Mersin Büyükşehir Belediyesi’nin yanı sıra Gaziantep, Harran, Sivas Cumhuriyet, Aydın Adnan Menderes, Akdeniz, İzmir Katip Çelebi ile Sakarya üniversitelerinin paydaş kurumlar arasında yer aldığı panelin açılış konuşmasını yapan moderatör Ayferi Tuğcu, “Gıda güvenliği ve güvenilirliği Covid-19 sürecinde bir kez daha ne kadar önem arz ettiğini ispat etti. Panelimizde de bu konuyu gıdada yenilik ve devamlılık ekseninden değerlendirme şansı yakalamış olacağız. Hedef, kaliteli yüksek verimlilik” dedi.
Panelin ilk konuşmacısı olan Mersinden Kadın Kooperatifi Başkanı Meral Seçer, kendisinin de ziraat mühendisi olduğunu belirterek, sürdürülebilir tarımsal üretiminin önemine vurgu yaptı. Kooperatif olarak 2 yılı tamamlamak üzere olduklarını ve önemli çalışmalar yürüttüklerini kaydeden Seçer, “Biz sürdürülebilirliği çok önemsiyoruz. Bizim kooperatifin kuruluş amacında da sürdürülebilir olması, yaptığımız faaliyetlerin de sürdürülebilir olması çok önemliydi. Yönetim olarak, kooperatif olarak bu vizyonla, bu misyonla hareket ettik. Mersinden Kadın Kooperatifi olarak ‘bu konuda neler yapabiliriz’ diye düşündüğümüzde kooperatif faaliyetleri içerisinde tekstil, süs bitkileri, gıda ve geleneksel el işlerinin yaşatılması ve aktarılması gerekiyordu. Burada gıdanın sürdürülebilirliği de bizim en baş konumuz oldu” diye konuştu.
Meral Seçer, Mersin Büyükşehir Belediyesi ile Konya Bahri Dağdaş Uluslararası Araştırma Enstitüsü’nün 2020 yılında atalık sarı buğday üretiminin yaygınlaştırılması amacıyla başlattıkları projeye Mersinden Kadın Kooperatifi’nin paydaş olarak katıldığını kaydetti. Bu projedeki amaçlarından bahseden Seçer, “Amacımız, tarımda ve gıdada sürdürülebilirliğe destek vermekti. Kooperatif olarak bu paydaşlık sürecinde proje sonucunda çıkan buğdayları alarak bulgur, erişte, un gibi katma değerli ürünler haline getirdik. Yapılan bu çalışmanın da gerçekten bir karşılığı olduğunu gördük” ifadelerini kullandı.

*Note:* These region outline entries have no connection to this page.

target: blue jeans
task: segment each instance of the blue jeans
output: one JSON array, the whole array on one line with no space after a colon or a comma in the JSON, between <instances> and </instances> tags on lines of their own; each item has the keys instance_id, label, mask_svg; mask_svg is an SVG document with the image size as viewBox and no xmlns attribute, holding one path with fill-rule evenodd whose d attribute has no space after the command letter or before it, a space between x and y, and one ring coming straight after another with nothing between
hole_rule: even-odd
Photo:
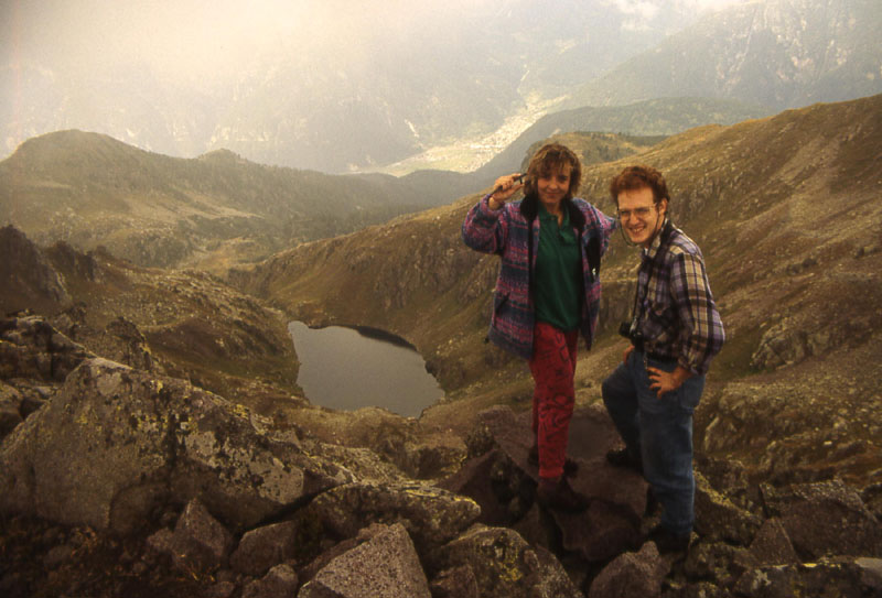
<instances>
[{"instance_id":1,"label":"blue jeans","mask_svg":"<svg viewBox=\"0 0 882 598\"><path fill-rule=\"evenodd\" d=\"M695 523L692 412L704 390L704 377L689 378L659 399L649 389L646 366L674 371L673 360L645 359L632 351L627 362L603 381L603 403L628 450L643 456L643 475L664 508L662 524L685 535Z\"/></svg>"}]
</instances>

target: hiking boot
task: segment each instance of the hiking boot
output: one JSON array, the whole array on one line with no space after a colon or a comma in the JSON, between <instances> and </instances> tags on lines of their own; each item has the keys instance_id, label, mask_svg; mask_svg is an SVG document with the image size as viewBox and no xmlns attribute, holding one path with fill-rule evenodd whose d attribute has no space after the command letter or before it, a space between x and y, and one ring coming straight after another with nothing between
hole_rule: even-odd
<instances>
[{"instance_id":1,"label":"hiking boot","mask_svg":"<svg viewBox=\"0 0 882 598\"><path fill-rule=\"evenodd\" d=\"M615 448L606 453L606 460L615 467L632 469L643 475L643 458L634 456L627 448Z\"/></svg>"},{"instance_id":2,"label":"hiking boot","mask_svg":"<svg viewBox=\"0 0 882 598\"><path fill-rule=\"evenodd\" d=\"M530 465L535 465L539 467L539 445L534 444L530 447L530 452L527 455L527 461ZM567 457L563 460L563 475L568 478L574 478L576 475L579 474L579 464L572 460L571 458Z\"/></svg>"},{"instance_id":3,"label":"hiking boot","mask_svg":"<svg viewBox=\"0 0 882 598\"><path fill-rule=\"evenodd\" d=\"M566 476L559 478L541 478L536 491L539 504L546 509L577 513L588 509L589 500L570 488Z\"/></svg>"},{"instance_id":4,"label":"hiking boot","mask_svg":"<svg viewBox=\"0 0 882 598\"><path fill-rule=\"evenodd\" d=\"M682 553L689 550L690 535L691 534L674 534L659 523L649 531L648 535L646 536L646 541L655 542L655 545L660 554Z\"/></svg>"}]
</instances>

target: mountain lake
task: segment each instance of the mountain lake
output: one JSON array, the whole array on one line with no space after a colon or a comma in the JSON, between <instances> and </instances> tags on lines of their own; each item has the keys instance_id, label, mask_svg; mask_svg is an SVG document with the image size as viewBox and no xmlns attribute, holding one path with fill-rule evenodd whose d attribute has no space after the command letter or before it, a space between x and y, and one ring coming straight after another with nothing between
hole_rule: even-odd
<instances>
[{"instance_id":1,"label":"mountain lake","mask_svg":"<svg viewBox=\"0 0 882 598\"><path fill-rule=\"evenodd\" d=\"M354 411L385 407L406 417L444 395L413 347L381 330L291 322L300 360L297 383L314 405Z\"/></svg>"}]
</instances>

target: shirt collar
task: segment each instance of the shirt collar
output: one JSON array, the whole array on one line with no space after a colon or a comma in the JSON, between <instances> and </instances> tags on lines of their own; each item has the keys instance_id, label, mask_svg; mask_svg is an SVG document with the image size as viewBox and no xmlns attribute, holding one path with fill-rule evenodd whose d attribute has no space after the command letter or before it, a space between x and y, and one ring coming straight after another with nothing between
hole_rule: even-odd
<instances>
[{"instance_id":1,"label":"shirt collar","mask_svg":"<svg viewBox=\"0 0 882 598\"><path fill-rule=\"evenodd\" d=\"M654 260L656 254L658 253L658 249L662 247L662 237L665 236L665 229L668 226L668 217L665 216L665 221L662 222L662 228L658 229L658 235L655 236L653 242L649 243L649 248L643 249L643 257Z\"/></svg>"},{"instance_id":2,"label":"shirt collar","mask_svg":"<svg viewBox=\"0 0 882 598\"><path fill-rule=\"evenodd\" d=\"M570 210L567 209L567 206L563 205L562 202L560 205L560 209L563 210L563 220L560 222L560 228L563 228L570 225ZM541 220L553 220L556 225L558 224L558 219L555 217L553 214L548 211L548 209L545 207L545 204L542 204L541 202L539 202L539 218Z\"/></svg>"}]
</instances>

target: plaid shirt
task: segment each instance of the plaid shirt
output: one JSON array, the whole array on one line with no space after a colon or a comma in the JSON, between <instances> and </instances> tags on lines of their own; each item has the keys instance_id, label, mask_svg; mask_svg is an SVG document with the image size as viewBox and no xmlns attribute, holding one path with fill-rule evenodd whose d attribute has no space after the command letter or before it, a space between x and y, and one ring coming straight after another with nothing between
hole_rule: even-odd
<instances>
[{"instance_id":1,"label":"plaid shirt","mask_svg":"<svg viewBox=\"0 0 882 598\"><path fill-rule=\"evenodd\" d=\"M646 352L676 359L692 373L707 373L725 333L701 250L669 221L643 250L635 306Z\"/></svg>"}]
</instances>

Projeye 5 ton buğdayla başlandığını kaydeden Seçer, “Kendi coğrafyasında yetişen, ilaç kullanmadan, insan sağlığına destek veren, genetiğiyle oynanmamış tohumlar. Bunların yaygınlaşması ve bunun talep edilmesi bizim için çok önemliydi. Bu yıl bunu 20 tona çıkartmamız da bunun bir kanıtı oldu ve gerçekten mutluluk verici" diye belirtti.